I do not think it is a good idea to make an assumption like that whether it is rotoundfolia or indica. lets just say it is Rotoundfolia (The most common by far). Nutrients level will affect color radically. Now to fix your problem, Check to see co2 is 25-35, If it is good raise KNO3 dosages, if still no improvement raise KH2PO4 dosages. If nothing has happend maybe add a little Potassium. It does not look like a trace defeciency. Thoughs are usually obviouse from White new growth. if you have White new growth add more Iron + traces.


That is the best i know to tell you.


----------



## shawnme (Aug 13, 2004)

how long should i wait before i conclude that there's no improvement before i move on to the next option??


----------



## ShaneSmith (Feb 15, 2004)

A week to be sure. Here is what i do, Tom barr recommended this fertilization regimne to me.

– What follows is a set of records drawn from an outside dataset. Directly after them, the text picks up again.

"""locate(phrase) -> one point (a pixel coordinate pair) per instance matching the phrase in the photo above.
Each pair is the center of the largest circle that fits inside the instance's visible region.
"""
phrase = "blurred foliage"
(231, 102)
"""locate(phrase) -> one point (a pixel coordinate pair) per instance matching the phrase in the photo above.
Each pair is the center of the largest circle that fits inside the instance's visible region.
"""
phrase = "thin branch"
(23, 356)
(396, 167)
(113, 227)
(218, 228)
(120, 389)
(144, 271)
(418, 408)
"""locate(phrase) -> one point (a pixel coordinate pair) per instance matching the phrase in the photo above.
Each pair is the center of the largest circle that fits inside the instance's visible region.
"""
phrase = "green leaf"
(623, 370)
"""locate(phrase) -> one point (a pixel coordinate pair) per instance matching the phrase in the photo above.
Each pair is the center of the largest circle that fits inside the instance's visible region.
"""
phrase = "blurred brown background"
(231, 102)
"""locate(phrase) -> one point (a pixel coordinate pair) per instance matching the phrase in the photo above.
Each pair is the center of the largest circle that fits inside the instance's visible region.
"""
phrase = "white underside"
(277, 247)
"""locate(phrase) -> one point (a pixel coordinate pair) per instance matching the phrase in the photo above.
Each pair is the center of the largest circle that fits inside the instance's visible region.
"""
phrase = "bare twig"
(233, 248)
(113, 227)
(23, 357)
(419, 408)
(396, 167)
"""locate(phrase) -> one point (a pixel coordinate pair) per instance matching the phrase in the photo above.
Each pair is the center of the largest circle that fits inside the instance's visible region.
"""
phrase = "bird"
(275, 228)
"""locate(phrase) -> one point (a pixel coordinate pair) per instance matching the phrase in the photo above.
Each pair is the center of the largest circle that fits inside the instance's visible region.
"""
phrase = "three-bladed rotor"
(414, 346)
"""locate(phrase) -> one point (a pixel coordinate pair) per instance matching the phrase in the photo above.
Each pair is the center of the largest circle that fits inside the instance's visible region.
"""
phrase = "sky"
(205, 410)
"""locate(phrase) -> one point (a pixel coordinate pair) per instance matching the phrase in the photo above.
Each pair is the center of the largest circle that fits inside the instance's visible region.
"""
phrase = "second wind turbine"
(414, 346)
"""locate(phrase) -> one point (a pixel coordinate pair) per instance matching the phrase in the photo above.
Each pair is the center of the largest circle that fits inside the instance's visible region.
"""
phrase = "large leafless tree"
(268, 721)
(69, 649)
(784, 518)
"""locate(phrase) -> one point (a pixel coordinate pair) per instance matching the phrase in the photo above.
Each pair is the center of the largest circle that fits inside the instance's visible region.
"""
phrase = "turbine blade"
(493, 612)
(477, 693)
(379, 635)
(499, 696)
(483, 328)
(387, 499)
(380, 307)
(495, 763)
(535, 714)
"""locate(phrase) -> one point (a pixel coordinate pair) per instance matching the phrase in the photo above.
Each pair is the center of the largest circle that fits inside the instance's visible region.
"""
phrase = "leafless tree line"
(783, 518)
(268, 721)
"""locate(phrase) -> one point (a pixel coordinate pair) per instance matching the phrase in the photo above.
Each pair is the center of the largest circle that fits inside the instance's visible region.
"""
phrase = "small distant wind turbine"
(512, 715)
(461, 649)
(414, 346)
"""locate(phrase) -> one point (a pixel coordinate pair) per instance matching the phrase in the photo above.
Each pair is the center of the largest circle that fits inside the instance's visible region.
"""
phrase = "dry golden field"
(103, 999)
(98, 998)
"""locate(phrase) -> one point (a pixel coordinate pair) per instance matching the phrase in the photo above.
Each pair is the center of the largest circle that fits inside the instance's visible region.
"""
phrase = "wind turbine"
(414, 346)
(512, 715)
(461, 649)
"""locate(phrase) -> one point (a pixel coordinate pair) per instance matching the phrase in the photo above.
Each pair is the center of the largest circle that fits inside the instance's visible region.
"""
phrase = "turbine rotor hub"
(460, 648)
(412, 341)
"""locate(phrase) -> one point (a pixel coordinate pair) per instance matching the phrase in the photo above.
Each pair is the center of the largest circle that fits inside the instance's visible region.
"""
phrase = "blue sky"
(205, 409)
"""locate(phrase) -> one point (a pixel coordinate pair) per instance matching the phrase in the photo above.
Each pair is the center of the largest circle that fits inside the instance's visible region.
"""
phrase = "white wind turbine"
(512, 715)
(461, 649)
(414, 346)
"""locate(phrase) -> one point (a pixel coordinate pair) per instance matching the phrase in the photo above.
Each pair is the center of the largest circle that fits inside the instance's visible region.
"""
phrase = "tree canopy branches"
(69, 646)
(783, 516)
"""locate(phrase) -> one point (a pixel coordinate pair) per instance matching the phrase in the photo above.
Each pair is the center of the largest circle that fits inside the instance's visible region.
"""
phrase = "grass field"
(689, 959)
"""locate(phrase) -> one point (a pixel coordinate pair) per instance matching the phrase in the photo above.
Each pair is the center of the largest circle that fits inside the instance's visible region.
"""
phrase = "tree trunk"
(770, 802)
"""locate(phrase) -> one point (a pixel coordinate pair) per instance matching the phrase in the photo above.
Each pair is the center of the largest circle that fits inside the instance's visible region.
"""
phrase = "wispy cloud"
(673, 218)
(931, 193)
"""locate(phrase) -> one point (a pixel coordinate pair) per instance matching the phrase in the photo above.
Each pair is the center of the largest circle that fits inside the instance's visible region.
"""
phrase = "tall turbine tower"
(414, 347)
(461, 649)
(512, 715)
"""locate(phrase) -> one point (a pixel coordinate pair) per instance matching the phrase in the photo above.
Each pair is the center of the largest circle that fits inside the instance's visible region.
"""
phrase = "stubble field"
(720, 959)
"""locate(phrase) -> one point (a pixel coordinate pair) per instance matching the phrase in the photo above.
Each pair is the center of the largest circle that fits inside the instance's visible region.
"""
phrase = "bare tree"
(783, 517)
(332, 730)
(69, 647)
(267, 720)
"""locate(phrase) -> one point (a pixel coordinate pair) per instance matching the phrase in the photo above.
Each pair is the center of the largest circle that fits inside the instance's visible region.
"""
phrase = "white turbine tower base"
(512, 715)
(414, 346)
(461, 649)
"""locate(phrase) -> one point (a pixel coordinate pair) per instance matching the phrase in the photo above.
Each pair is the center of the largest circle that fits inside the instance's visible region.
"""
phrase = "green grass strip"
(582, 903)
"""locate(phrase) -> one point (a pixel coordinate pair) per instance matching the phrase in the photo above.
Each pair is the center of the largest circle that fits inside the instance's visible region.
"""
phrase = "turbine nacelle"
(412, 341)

Sunday: 6ppm NO3 from KNO3, 1.9ppm PO4 from KH2PO4
Monday: Flourish + Flourish Iron
Tuesday:6ppm NO3 from KNO3, 1.9ppm PO4 from KH2PO4
Wednesday:Flourish + Flourish Iron
Thursday:6ppm NO3 from KNO3, 1.9ppm PO4 from KH2PO4
Friday:Flourish + Flourish Iron
Saturday:6ppm NO3 from KNO3, 1.9ppm PO4 from KH2PO4
Sunday:6ppm NO3 from KNO3, 1.9ppm PO4 from KH2PO4 (After WC)

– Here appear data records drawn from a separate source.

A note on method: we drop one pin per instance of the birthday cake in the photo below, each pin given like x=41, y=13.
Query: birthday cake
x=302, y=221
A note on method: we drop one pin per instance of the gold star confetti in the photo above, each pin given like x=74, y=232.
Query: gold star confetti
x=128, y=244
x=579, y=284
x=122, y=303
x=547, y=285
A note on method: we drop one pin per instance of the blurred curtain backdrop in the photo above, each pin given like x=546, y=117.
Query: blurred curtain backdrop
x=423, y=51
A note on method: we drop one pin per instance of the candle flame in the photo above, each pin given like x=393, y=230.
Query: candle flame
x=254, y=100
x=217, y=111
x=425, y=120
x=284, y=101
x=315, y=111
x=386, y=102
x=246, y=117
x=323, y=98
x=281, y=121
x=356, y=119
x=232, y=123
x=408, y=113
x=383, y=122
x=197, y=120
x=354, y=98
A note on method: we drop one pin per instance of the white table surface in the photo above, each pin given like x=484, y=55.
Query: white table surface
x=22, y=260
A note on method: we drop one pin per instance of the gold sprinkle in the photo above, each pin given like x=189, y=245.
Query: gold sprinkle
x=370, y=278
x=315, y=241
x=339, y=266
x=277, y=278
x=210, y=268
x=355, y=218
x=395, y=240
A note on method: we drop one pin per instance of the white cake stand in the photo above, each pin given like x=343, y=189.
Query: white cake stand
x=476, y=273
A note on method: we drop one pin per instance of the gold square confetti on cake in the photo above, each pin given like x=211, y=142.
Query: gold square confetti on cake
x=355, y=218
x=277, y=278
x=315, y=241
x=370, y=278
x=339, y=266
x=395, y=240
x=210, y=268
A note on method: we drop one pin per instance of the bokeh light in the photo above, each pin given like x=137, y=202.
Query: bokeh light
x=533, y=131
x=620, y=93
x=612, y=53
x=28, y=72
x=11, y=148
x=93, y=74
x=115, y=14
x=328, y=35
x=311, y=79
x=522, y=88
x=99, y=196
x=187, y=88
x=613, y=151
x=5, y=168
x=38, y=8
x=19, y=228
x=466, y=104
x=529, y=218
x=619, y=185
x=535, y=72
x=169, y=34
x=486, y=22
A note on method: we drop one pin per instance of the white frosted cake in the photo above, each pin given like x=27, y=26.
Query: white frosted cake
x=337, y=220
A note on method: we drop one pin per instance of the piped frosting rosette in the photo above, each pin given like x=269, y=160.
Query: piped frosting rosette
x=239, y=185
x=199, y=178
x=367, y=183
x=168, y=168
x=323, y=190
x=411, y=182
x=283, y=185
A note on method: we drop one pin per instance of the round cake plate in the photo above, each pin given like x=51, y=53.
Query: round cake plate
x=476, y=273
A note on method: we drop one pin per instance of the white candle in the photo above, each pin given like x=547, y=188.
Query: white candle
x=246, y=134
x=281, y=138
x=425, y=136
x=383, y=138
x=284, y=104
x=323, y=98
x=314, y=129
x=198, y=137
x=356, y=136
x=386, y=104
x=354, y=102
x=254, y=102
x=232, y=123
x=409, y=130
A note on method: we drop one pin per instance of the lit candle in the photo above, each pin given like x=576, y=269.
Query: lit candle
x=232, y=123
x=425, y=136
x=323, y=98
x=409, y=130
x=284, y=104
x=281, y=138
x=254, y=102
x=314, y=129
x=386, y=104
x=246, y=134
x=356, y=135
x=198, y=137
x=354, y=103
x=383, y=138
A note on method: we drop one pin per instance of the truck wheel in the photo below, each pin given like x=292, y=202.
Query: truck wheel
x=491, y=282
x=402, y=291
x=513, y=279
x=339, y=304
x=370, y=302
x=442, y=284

Works good for me. Our light levels are pretty similar. I dont know about your bioload, i have 11 otos in my tank right now, that is all. The shrimp should not add much ammonium or anything. So i would say try that if you dont want to do all this guess and check.


----------



## shawnme (Aug 13, 2004)

hey..thanks for sharing...great example..

mind posting your tank parameters too?? as i'm really having trouble trying to figure out Tom Barr's method in order to apply it to my tank.

guess i'm starting to get hold of the idea now..

thanks again..


----------



## tsunami (Jan 24, 2004)

Just to chime in on a small detail, there _is_ a Rotala rotundifolia "Colorata" circulating outside of the United States in countries of Asia and Europe.

More information can be obtained from the Dennerle website:

www.dennerle.com

This is the bright red "rotundifolia" Takashi Amano has been using in his layouts. What we have in the United States is a more toned down variety.

Carlos


----------